"Thank you, sir. . . I am an Italian and proud of it."
In Tommaso Juglaris's personal memoir, health concerns became the rubric under which he began to actively contemplate a return to Italy. Yet possibly deepening Juglaris’s discomfort in Boston and accelerating his plans to return to his native land was a huge political crisis that erupted between the United States and Italy.
In October 1890 nineteen Italians were indicted in New Orleans, Louisiana, for conspiring to murder the city’s police chief. In March 1891, after trials had already exonerated six of those charged, an organized mob broke into the jail and in an act of vigilante justice lynched eleven of the Italian immigrants. Another five were fatally wounded in the armed assault on the prison. The NAACP has called this incident the largest lynching in United States history.

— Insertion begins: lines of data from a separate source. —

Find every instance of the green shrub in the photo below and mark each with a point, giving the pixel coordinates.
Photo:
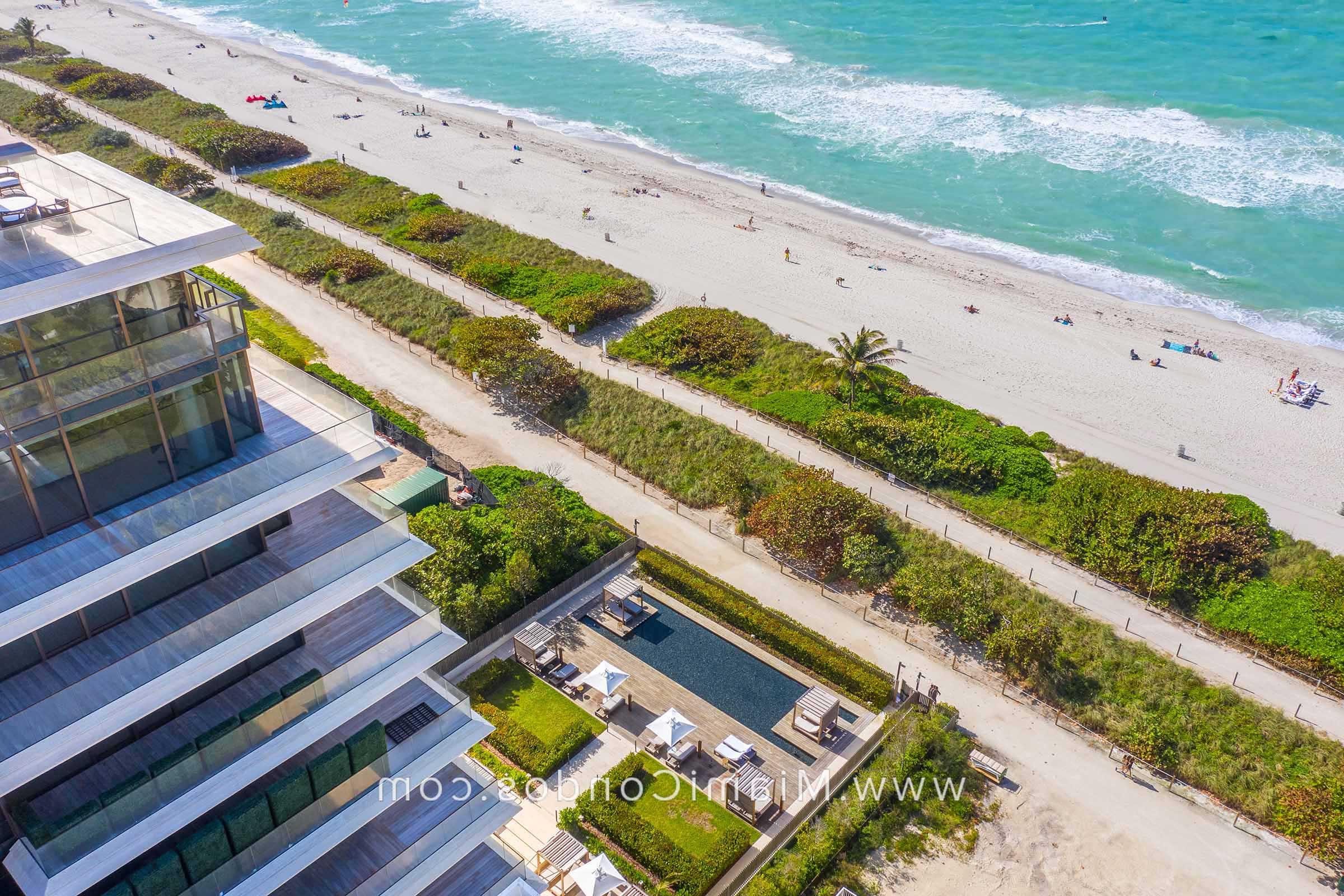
(436, 226)
(68, 73)
(424, 202)
(377, 211)
(115, 85)
(832, 664)
(175, 758)
(310, 678)
(225, 143)
(160, 876)
(366, 398)
(797, 406)
(314, 180)
(260, 707)
(526, 750)
(330, 770)
(248, 823)
(109, 137)
(706, 339)
(290, 796)
(1147, 535)
(367, 745)
(127, 786)
(217, 732)
(203, 851)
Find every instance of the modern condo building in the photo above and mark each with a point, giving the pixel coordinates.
(209, 671)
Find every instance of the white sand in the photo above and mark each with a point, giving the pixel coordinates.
(1011, 361)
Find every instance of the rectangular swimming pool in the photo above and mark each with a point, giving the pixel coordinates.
(721, 673)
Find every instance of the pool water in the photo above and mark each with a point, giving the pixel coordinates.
(721, 673)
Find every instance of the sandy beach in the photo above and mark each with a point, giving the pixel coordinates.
(1010, 361)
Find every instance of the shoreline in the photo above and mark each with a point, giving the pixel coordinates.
(1011, 362)
(973, 246)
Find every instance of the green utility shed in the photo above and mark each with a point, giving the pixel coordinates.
(418, 491)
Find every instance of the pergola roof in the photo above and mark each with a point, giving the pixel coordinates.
(623, 587)
(535, 636)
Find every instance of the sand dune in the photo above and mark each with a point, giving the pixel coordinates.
(1011, 361)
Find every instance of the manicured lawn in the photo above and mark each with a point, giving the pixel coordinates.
(690, 819)
(536, 706)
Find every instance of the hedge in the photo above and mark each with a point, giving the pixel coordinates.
(365, 398)
(366, 745)
(217, 732)
(330, 770)
(176, 757)
(603, 806)
(248, 823)
(160, 876)
(260, 707)
(824, 659)
(290, 796)
(312, 676)
(205, 850)
(113, 794)
(526, 750)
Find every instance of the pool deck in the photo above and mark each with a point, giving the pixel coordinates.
(652, 693)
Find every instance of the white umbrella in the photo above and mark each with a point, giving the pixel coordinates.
(671, 727)
(599, 876)
(605, 679)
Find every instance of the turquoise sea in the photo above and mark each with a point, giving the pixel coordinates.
(1184, 153)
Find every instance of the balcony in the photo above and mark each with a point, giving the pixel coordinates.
(314, 438)
(72, 223)
(112, 696)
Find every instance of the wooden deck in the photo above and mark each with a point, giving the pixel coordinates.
(319, 527)
(363, 853)
(474, 875)
(62, 557)
(328, 642)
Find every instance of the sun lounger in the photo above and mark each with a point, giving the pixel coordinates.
(734, 750)
(610, 706)
(680, 754)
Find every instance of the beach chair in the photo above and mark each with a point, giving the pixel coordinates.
(734, 752)
(680, 754)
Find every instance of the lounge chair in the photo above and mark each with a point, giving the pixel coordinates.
(680, 754)
(610, 706)
(734, 752)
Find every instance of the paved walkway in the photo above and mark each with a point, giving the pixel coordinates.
(1058, 769)
(1214, 661)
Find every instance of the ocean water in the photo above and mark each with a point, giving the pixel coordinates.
(1183, 153)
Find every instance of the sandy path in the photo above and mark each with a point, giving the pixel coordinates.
(1011, 361)
(1174, 840)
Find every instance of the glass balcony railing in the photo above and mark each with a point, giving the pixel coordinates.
(351, 432)
(328, 806)
(156, 793)
(97, 689)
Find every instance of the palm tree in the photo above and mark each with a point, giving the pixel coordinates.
(861, 359)
(29, 31)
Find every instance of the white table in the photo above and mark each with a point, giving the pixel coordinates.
(17, 203)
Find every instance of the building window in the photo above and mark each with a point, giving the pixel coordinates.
(120, 454)
(194, 422)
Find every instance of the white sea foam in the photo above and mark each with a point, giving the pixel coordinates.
(1225, 166)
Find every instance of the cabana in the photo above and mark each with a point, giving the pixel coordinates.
(535, 648)
(557, 859)
(599, 876)
(623, 598)
(750, 793)
(816, 713)
(671, 730)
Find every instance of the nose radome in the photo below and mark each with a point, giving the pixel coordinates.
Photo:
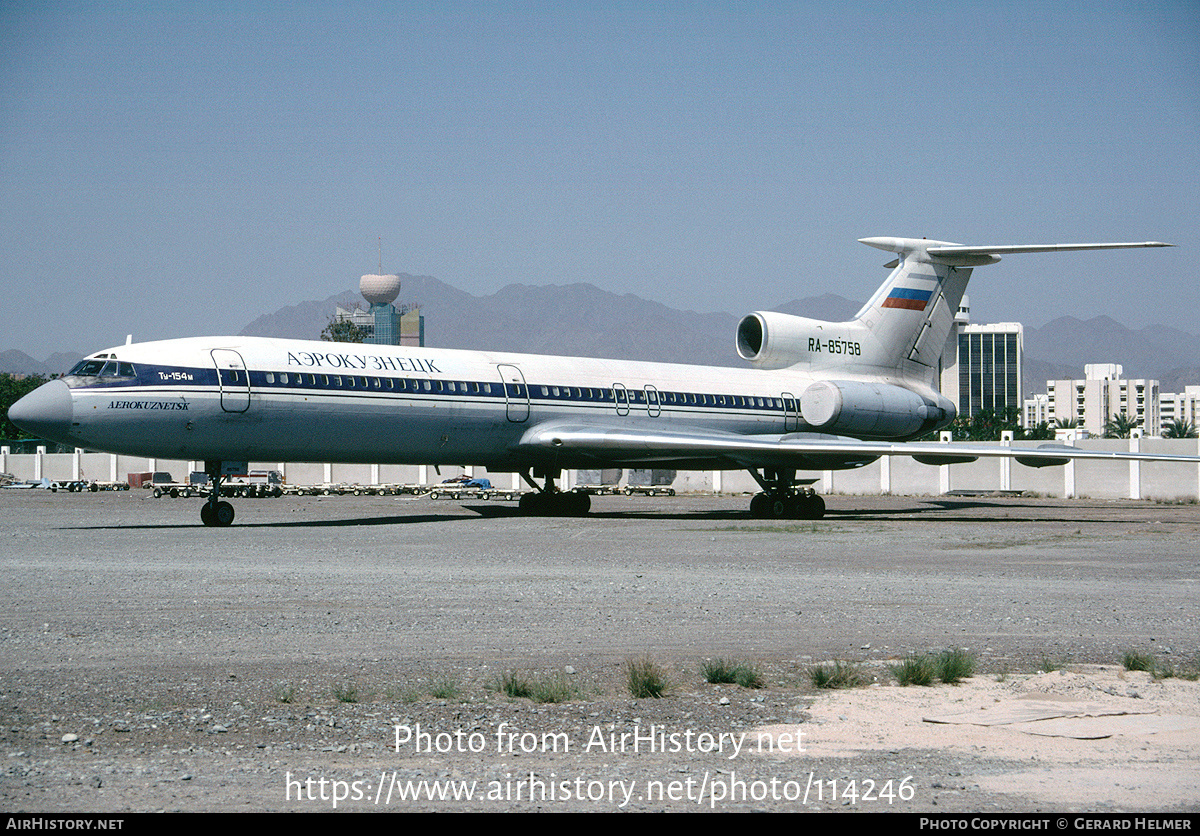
(46, 412)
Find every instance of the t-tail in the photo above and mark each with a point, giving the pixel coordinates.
(877, 373)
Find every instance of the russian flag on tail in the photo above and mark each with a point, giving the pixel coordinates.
(909, 299)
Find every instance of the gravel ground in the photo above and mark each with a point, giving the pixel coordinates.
(150, 663)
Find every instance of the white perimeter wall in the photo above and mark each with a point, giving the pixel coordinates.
(893, 474)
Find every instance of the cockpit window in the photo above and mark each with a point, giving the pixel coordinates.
(97, 367)
(88, 367)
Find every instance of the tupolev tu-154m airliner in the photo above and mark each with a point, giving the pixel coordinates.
(819, 396)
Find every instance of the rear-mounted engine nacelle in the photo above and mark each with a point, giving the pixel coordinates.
(871, 409)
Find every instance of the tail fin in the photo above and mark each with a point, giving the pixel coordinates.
(912, 313)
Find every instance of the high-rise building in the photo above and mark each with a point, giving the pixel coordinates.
(1099, 398)
(982, 365)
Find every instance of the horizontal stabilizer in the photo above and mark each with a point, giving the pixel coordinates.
(1008, 250)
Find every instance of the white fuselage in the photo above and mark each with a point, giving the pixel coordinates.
(276, 400)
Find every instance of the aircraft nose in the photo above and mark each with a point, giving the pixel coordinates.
(46, 412)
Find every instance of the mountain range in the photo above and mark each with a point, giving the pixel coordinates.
(585, 320)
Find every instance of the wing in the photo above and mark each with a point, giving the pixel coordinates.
(683, 446)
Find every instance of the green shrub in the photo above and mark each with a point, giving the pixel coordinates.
(645, 679)
(724, 672)
(915, 671)
(954, 666)
(1135, 660)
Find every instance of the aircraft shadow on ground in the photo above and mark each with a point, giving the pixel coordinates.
(940, 510)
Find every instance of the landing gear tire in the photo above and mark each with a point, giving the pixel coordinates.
(220, 517)
(786, 506)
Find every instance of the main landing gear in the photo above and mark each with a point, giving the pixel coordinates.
(549, 501)
(216, 511)
(783, 499)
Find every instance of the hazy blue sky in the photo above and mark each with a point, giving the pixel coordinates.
(179, 168)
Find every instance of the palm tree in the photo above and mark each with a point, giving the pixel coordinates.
(1120, 426)
(1041, 431)
(1179, 428)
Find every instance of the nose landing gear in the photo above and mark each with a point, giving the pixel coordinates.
(216, 511)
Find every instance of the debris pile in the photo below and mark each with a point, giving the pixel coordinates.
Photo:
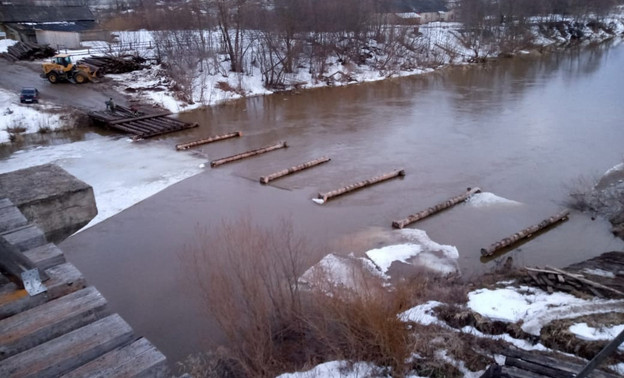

Demanding prosecution for the perpetrators and reparations for the victims’s families, an outraged Italian government recalled its ambassador from Washington, D.C. Fanning the flames of anti-Italian prejudice, American newspapers suggested that Italy was ready to go to war. In April 1891, the Illustrated American, a magazine competing with Harper’s Weekly,
published with extensive photographs a lengthy account of Italy’s military
might, “Armed Italy—Her Strength by Land and Sea.” In ominous tones, it
proceeded to detail the real or imagined Italian threat to an America that
had yet to acquire the military might of a global power. "The growth of the
Italian armaments," the Illustrated American opined, “has been one of the
military and naval portents of the time. It has been all out of proportion
to that accomplished in other states… And [it is significant] that this
force should have first been turned against a country so distant as the
United States.” The clear implication was that the United States would be
outgunned amid any declared war against Italy.
In this heated environment, Juglaris closed and packed up his household and moved quietly back to Italy. Oblivious to the impact which diplomatic tensions might have on a native son of Italy, one Boston newspaper expressed open puzzlement and surprise at Juglaris’s swift departure, commenting: “Just why Tomaso [sic] Juglaris gave up his position at the Rhode Island School of Design, closed his Boston studio and sailed away to Italy for good has not perhaps been satisfactorily known to his friends.” However, in remarks that seem almost as much euphemistic and ironic as factual, Juglaris later reported in his memoir that after a decade he could no longer stand Boston’s cold winter weather.